| |
|
|
'Dün'ü yarına taşımak abesle iştigaldir
Yazılı olmayan hafıza çok zayıf. Hatırlamaya çalışın 2004'te meydana gelen önemli olayları. Bunların üzerinde günlerce tartışıldı. Gazetelere manşet, yorumlara konu oldular. Acaba kaç tanesi o günlerdeki gibi anlam ifade ediyor sizin için? Bazılarını ben hatırlatayım. 1 Şubat günü Mina'da şeytan taşlayan hacılar birbirlerini ezince, 11'i Türk 244 kişi ölmüştü. 28 Mart'taki yerel seçimlerde AK Parti oyların yüzde 41'ini ve 58 ilde belediye başkanlıklarını kazanmıştı. 9 Haziran'da, Leyla Zana, Hatip Dicle, Selim Sadak ve Orhan Doğan, salıverilmişlerdi. 11 Temmuz'da Erdoğan'ın kızı Esra'nın nikâh törenine, Ürdün Kralı, Pakistan Cumhurbaşkanı, Yunanistan ve Romanya başbakanları katılmış, Türkiye'nin Cumhurbaşkanı katılmamıştı. 22 Temmuz'da, hızlı tren Pamukova'da devrilmiş, 41 kişi ölmüştü.
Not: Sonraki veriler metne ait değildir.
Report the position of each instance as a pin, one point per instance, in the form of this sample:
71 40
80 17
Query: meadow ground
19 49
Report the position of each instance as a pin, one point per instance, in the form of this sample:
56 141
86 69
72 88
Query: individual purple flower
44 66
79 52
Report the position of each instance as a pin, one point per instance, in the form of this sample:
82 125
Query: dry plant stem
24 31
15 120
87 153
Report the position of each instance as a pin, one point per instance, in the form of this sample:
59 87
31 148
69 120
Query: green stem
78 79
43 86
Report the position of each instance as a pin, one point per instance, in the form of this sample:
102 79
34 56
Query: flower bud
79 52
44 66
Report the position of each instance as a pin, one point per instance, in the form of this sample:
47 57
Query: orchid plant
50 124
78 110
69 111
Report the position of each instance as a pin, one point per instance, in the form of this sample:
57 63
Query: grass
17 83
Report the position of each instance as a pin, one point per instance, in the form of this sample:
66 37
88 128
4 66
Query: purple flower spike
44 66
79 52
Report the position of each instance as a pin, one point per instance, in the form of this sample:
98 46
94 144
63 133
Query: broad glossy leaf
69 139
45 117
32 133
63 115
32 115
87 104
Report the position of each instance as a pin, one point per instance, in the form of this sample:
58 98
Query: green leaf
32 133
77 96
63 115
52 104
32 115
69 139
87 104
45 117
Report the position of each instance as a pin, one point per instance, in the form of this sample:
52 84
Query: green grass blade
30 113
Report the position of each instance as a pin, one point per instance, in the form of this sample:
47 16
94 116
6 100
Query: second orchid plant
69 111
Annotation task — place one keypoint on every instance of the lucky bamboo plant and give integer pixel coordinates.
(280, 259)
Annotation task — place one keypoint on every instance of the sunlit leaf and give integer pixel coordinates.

Mesela Annan Planı'nın Kıbrıs'taki referandumunu, Konya Selçuk'ta Zümrüt apartmanının çökmesini (92 ölü), Bülent Ecevit ve Necmettin Erbakan'ın aktif siyaseti bırakmalarını, hatırlıyor musunuz? Cem Karaca'nın, Sulhi Dönmezer'in, Oğuz Aral'ın, Necdet Mahfi Ayral'ın, Semiha Berksoy'un, Ahmet Piriştina'nın, Sakıp Sabancı'nın, Feyzi Akkaya'nın 2004'te öldüklerinin farkında mısınız? Demek istediğim şu. Zaman öylesine yoğun, hızlı ve haberlerle dolu olarak geçiyor ki, geçmişe dönük yaşamak isteyenlerin, gelecekle ilgilenmeleri adeta imkânsız. Bu siyaset için de, ekonomi için de, özel yaşamlar için de böyle. Özellikle Türkiye için "Yarın", hayati önem ve büyük çabalar gerektiren günleri içermekte. Düne takılı kalındığı ve eskinin devam etmesi istendiği takdirde, hiçbir ufuk açmak mümkün değil Türkiye'nin önünde. Neticede 17 Aralık 2004 de tarihe karıştı. Şimdi önümüzde 3 Ekim 2005 var. Eğer bu önümüzdeki zamanı hep dünün hesaplanması ile geçirirsek, gelişmiş dünya için Türkiye "Sorunlarını hep erteleyen" ülke konumunda kalır. Yani henüz bitmemiş bir yılın olaylarını bile hatırlamak zorken, yakın ve uzak tarihin sayfalarını karıştırıp, ısıtılmış bayat sorunları kendimize gündem olarak sunmayalım.